Dopodichè tutto si era fatto confuso, così lui
non sapeva cosa fosse successo. In seguito avrebbe ricordato solo dei
frammenti isolati e a volte questo lo faceva sentire in colpa. La sua ultima
immagini nitida di Lexie era quella in cui lei sollevava le gambe all’inizio
della contrazione successiva. Aveva il viso madido di sudore e respirava veloce
mentre il ginecologo le diceva di spingere ancora con tutte le forze che aveva.
Gli era parso di vederla sorridere.
E Lexie gli sorrideva, oltre la cortina di
quell’emozione che ormai gli occupava tutti i sensi, oltre quella stretta delle
mani che era l’unica cosa che distintamente percepiva.
In seguito avrebbe scritto interi articoli sul
mistero della vita, sul suo irrompere all’improvviso all’interno di un’altra
vita fino a sradicarla dai suoi fondamenti. Questo avrebbe fatto neri prossimi
giorni nei prossimi mesi, se mai avesse
voluto voglia di riprendere subito col suo lavoro, se mai avesse ritrovato
ancora quell’energia che lo distingueva.
Ma
in quell’ultima ora erano lontani di pensieri di Jeremy, attaccato alle dita di
Lexie sentiva che quella stretta si faceva più flebile. Ed in quel momento
qualcosa passò nella sua mente prima che pronunciasse quel si che giorni prima
era partito da sua moglie e che lui aveva colto a malapena.
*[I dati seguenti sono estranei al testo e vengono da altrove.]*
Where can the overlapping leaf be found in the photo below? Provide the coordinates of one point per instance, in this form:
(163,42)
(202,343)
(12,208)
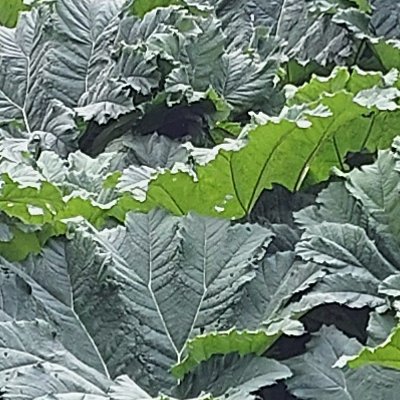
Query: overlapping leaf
(232,180)
(157,271)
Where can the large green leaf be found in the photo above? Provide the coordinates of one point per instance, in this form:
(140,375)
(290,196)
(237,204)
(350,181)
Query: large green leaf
(234,176)
(157,268)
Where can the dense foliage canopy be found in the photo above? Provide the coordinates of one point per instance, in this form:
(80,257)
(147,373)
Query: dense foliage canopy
(199,199)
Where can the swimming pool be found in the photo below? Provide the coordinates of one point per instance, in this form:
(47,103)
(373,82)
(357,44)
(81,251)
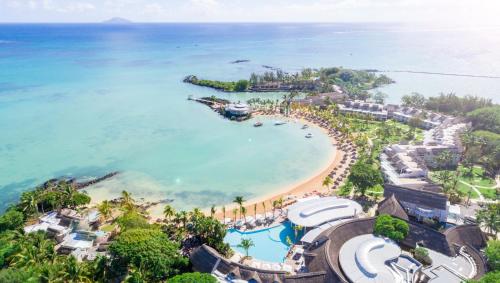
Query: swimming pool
(269,244)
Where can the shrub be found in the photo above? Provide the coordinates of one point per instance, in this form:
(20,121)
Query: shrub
(390,227)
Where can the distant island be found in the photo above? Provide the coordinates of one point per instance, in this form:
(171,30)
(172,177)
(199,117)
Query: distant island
(117,21)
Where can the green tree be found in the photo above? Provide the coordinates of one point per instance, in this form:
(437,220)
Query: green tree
(73,271)
(364,176)
(132,220)
(11,220)
(422,254)
(393,228)
(241,85)
(105,210)
(489,217)
(168,212)
(194,277)
(487,118)
(127,202)
(492,252)
(379,97)
(246,244)
(152,249)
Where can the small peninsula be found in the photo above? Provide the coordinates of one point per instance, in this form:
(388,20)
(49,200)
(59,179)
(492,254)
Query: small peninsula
(355,82)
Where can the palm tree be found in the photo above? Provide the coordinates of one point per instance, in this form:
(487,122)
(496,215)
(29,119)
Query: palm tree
(327,182)
(239,200)
(212,211)
(168,212)
(105,210)
(246,244)
(127,201)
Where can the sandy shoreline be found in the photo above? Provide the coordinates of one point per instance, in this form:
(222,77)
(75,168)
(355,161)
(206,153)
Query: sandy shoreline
(299,189)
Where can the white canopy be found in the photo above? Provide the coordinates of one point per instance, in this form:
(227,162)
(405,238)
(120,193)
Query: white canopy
(310,236)
(314,212)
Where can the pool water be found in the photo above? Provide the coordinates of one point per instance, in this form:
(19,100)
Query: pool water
(269,244)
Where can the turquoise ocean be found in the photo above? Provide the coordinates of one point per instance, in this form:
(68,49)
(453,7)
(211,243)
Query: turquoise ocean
(85,100)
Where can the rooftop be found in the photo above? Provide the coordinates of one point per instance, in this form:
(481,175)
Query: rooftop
(315,212)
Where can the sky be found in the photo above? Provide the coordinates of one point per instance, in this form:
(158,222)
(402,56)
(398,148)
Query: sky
(451,12)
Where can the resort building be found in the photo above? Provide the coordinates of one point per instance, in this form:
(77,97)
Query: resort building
(369,258)
(402,166)
(72,232)
(425,202)
(350,252)
(322,100)
(428,119)
(373,110)
(237,110)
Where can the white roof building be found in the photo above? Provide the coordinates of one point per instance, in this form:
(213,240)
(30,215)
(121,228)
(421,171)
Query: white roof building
(313,213)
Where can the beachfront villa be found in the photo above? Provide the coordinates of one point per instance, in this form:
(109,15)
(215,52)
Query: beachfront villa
(315,215)
(348,251)
(237,110)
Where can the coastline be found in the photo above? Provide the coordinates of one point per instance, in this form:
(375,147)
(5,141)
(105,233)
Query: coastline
(299,189)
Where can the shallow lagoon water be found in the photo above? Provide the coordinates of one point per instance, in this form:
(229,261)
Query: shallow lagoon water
(84,100)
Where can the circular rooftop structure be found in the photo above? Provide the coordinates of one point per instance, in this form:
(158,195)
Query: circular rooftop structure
(366,258)
(314,212)
(238,109)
Fu allora che sentì quelle dita rianimarsi e
la sua voce chiamarlo da quel silenzio pieno di rumori.
Ancora attaccata al cordone ombelicale, Claire
era una viscida massa grigia, rossa e marrone, e dapprincipio sembrò che
boccheggiasse. La neonatologa la posò su un tavolo, le inserì una cannula
d’aspirazione in bocca per pulirle la gola, e solo allora cominciò a piangere.
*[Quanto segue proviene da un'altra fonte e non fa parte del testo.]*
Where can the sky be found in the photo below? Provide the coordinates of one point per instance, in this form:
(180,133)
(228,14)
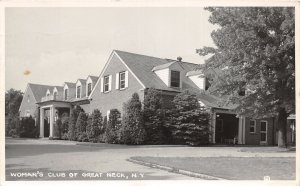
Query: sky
(56,45)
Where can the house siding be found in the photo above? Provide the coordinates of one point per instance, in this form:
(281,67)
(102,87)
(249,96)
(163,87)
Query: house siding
(28,106)
(254,138)
(115,98)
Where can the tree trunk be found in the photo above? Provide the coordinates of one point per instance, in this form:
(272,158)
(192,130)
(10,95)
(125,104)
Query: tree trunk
(282,123)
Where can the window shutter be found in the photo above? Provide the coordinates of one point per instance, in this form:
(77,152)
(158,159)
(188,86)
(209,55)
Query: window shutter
(101,84)
(126,79)
(117,80)
(109,82)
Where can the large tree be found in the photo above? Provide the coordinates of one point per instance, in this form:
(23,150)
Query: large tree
(255,55)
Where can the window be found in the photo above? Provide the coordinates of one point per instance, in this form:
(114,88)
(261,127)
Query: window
(106,84)
(78,91)
(263,131)
(252,126)
(89,88)
(122,80)
(66,94)
(175,78)
(54,95)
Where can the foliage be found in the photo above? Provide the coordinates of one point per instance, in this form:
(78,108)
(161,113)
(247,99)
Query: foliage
(95,126)
(255,53)
(133,131)
(188,123)
(72,122)
(113,127)
(13,99)
(81,126)
(153,117)
(28,128)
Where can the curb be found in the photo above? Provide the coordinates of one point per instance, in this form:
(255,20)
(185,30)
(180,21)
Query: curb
(175,170)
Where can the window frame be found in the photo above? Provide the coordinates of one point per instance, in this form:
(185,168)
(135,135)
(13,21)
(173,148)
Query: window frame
(264,132)
(120,80)
(79,92)
(174,71)
(89,91)
(254,127)
(106,84)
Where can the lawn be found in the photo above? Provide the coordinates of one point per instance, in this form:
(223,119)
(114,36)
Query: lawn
(231,168)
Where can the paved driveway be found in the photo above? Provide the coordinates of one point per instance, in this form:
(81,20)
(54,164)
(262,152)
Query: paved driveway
(60,158)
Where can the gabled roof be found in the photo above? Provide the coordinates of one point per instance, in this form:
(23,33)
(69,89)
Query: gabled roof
(39,91)
(70,85)
(93,78)
(142,65)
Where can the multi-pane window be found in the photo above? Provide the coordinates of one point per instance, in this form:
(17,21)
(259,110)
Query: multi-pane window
(252,126)
(89,88)
(106,84)
(122,80)
(263,131)
(66,94)
(175,78)
(78,91)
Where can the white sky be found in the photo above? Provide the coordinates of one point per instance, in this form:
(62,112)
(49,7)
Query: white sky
(64,44)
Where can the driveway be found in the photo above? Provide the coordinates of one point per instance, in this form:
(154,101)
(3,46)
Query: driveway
(58,160)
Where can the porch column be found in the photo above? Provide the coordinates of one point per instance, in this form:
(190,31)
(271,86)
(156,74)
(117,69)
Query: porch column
(41,122)
(241,133)
(51,120)
(213,128)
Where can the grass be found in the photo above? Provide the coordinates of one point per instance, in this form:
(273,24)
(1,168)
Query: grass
(232,168)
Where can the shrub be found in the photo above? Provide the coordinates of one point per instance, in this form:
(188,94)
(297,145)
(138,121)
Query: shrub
(13,133)
(133,131)
(153,117)
(188,123)
(95,126)
(113,127)
(81,125)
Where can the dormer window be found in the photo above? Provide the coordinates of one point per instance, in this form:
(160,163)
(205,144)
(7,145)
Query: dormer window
(175,78)
(78,91)
(66,94)
(89,89)
(122,80)
(106,84)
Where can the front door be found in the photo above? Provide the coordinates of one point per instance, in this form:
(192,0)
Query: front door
(263,132)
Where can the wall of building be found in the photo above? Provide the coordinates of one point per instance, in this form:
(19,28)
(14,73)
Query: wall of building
(254,138)
(115,98)
(28,104)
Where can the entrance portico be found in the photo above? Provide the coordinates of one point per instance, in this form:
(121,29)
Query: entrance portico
(54,107)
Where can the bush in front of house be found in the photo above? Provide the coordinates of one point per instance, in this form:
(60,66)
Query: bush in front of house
(81,127)
(132,130)
(95,126)
(28,128)
(113,127)
(153,117)
(188,123)
(72,122)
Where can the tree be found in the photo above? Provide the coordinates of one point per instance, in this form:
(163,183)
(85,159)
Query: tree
(133,131)
(113,126)
(13,99)
(188,122)
(255,54)
(153,117)
(95,126)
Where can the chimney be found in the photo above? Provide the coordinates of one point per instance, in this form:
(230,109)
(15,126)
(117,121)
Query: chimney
(179,59)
La dottoressa Ryan cominciò a visitarla. Con il capo girato, Jeremy seguiva
attentamente le sue mosse. Il resto del mondo era ancora lontano. In sottofondo
sentì Lexie sospirare.
«Non vedo segni di ABS» dichiarò la
neonatologa.
«
Ha tutte le dita di mani e piedi ed è molto vivace. Il colorito è buono e la
respirazione regolare. L’APGAR è otto » . Fu allora che Jeremy guardò gli occhi
di sua moglie. Sfinita dallo sforzo Lexie gli parve bellissima. E più bella
ancora mentre accarezzava quella testolina che sembrava addormentata fra i suoi
seni.
Fu Doris a svegliarlo da quella specie di torpore
« Vieni a prendere un caffè che è meglio » . Lui la seguì come un automa senza
capire che con il suo istinto di donna lei lo stava preparando a diventare
padre.
«
Si può sapere cosa ti è preso, dimmi. Sembravi uno straccio seduto su quella
sedia »
« Non volevo rovinare quel momento » balbettò
piano
«
E si, lei ti stava quasi porgendo la bambina e tu non avevi nemmeno la forza
per tendere le mani. Non hai mai capito niente delle donne Jeremy Marsh, non
dire nessun’altra stupidaggine in più »
Seduta sulla sponda del letto Lexie lo
aspettava, e quando vide Doris rientrare da sola si chiese perché sua nonna
stavolta non era riuscita a comprendere.
Dopo un po’ lei lo vide oltre le infermiere
che si agitavano per aggiustare la culletta e non si stupì che lo
rimproverassero per quel bicchiere di caffè che teneva ancora in mano.
«
Lo butti nel cestino prima della porta a vetri, quell’odore è meglio lasciarlo
fuori da questa stanza almeno per ora »
Jeremy avanzò piano portandosi le mani sugli
avambracci e incrociando lo sguardo della ragazza con gli occhi neri che gli
faceva segno di passare di lato.
Esiste
davvero l’amore a prima vista ?
Lui
lo riteneva impossibile, fin quando non si chinò e quelle manine si attaccarono
a quel dito che tentava di sfiorarle il faccino.
Si
accorse allora quanto assomigliasse a Lexie, e quando cercò di riconoscere
almeno un segno dei suoi tratti, lei sorridendo gli fece segno di guardargli il
mento, e quella fossettina che non poteva essere che sua.
Come
per un misterioso richiamo difficile a capire, proprio in quel momento Claire
si girò verso di lui e cercò di guardarlo con i suoi piccoli occhi scuri e lui
non seppe resistere a poggiare il viso vicino al suo.